Lange The Defender cuesta más que dos OCTA. Sí, Diésel.

18

Esta cosa funciona con diesel.

Mirar. Heldeburg construyó Lange, un Land Rover Defender clásico que ha sido completamente rediseñado y tiene un precio muy por encima del doble de lo que pide un nuevo Defender OCTA. Estamos hablando de un precio de apertura de 158.800 dólares para el nuevo envuelto en plástico en Estados Unidos. Lange pide 348.726 dólares.

Podrías pensar que es una locura. Quizás lo sea.

La mayoría de las tiendas quieren dinero fácil. Agarran un caparazón viejo. Introduzca un V8 moderno. Agregue una caja de cambios nueva. Llámalo hecho. Heldeburg no hizo eso. Tomaron el camino difícil.

Mantuvieron el turbodiésel 300TDi original.

Quizás sea feo según los estándares modernos, pero es un alma mecánica. Aunque lo reelaboraron. Se agregó 42 por ciento de potencia. Mantienes el personaje, pero agregas el gruñido.

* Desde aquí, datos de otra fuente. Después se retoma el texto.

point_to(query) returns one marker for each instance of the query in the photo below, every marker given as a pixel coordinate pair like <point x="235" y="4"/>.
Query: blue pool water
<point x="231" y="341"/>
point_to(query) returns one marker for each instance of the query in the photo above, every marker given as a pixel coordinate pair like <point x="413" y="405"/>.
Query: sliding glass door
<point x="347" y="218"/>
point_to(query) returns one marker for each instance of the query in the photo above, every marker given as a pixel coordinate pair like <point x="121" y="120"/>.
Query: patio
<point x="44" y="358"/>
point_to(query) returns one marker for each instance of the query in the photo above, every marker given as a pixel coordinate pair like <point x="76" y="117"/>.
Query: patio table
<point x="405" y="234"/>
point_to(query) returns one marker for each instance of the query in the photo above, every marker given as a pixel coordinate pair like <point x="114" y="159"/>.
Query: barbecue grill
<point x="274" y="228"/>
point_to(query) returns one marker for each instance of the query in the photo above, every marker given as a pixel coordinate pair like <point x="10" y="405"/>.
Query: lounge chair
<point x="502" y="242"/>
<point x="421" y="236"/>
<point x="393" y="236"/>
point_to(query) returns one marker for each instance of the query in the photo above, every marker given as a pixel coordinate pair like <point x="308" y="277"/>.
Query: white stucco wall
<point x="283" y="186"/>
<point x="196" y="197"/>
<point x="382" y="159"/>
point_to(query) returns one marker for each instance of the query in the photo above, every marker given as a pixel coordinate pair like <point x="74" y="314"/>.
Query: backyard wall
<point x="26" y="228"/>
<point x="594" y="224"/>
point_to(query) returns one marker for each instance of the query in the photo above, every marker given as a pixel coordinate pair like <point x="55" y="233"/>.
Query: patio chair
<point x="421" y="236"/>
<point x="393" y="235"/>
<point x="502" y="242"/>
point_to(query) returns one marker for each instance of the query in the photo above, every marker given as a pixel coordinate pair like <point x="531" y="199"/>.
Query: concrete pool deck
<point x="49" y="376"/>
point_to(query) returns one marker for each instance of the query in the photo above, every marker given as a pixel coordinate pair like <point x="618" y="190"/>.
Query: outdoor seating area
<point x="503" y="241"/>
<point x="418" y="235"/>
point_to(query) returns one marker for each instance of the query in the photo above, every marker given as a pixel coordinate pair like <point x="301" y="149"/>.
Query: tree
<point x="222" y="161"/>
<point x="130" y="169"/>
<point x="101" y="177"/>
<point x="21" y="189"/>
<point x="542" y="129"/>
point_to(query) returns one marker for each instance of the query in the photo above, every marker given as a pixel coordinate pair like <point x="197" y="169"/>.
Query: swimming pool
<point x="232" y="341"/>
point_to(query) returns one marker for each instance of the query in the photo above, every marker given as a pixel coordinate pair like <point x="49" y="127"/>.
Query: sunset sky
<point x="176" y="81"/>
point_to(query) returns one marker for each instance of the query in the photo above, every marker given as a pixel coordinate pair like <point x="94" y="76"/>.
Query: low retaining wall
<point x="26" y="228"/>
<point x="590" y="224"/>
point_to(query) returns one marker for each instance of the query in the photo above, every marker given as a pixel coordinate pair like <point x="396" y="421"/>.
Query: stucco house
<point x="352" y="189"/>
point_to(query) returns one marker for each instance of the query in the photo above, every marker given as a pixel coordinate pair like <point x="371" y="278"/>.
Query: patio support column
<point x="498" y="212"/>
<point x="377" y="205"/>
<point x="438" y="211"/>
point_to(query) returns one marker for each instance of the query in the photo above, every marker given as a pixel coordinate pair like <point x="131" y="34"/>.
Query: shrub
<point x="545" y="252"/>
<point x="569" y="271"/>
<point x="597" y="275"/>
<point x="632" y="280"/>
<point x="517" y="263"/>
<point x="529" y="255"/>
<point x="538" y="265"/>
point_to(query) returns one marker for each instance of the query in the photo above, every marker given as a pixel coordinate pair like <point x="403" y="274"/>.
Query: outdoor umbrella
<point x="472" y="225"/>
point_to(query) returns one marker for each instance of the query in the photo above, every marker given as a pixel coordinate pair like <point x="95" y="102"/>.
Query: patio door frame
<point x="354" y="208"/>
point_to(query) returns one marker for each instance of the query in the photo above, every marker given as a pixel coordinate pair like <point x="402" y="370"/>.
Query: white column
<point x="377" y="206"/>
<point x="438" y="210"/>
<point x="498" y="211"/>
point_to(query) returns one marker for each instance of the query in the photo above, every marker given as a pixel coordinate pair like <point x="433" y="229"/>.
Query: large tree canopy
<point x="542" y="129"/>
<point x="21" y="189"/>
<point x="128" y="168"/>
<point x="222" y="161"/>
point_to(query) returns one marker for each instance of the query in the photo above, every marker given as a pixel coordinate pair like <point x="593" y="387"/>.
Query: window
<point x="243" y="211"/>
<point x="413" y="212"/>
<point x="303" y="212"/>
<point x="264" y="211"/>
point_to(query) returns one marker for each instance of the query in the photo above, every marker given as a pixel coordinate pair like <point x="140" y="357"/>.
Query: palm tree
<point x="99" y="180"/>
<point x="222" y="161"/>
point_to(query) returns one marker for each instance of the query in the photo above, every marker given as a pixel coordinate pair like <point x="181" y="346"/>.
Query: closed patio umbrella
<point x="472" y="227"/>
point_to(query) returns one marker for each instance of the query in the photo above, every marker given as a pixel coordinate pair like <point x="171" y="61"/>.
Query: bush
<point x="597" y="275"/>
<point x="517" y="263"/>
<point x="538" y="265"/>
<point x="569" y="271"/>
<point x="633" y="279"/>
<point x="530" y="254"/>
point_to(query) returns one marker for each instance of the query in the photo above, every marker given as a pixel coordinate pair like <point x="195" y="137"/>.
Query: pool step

El comprador obtiene ambos.

Un ranchero de Texas encargó a esta bestia que cubriera sus tierras. Lo condujo durante dos años. Le gustó demasiado. O tal vez simplemente le gustaba Helderburg. Se actualizó a un modelo 130. Así que aquí estamos. Lange está en juego.

¿Por qué conservar un diésel cuando todos los demás persiguen el V8? Porque el carácter no es algo que puedas cambiar en un fin de semana.

¿Qué más cambió?

Todo, básicamente. Los frenos son de grado de rendimiento. La dirección tiene asistencia eléctrica moderna. No más pulsos con la rueda en el pavimento. La suspensión es nueva. Amortiguadores, barras estabilizadoras, estabilizadores. Todo actualizado. Permanece plantado en la carretera, pero aún sabe arrastrarse por las rocas como era de esperar.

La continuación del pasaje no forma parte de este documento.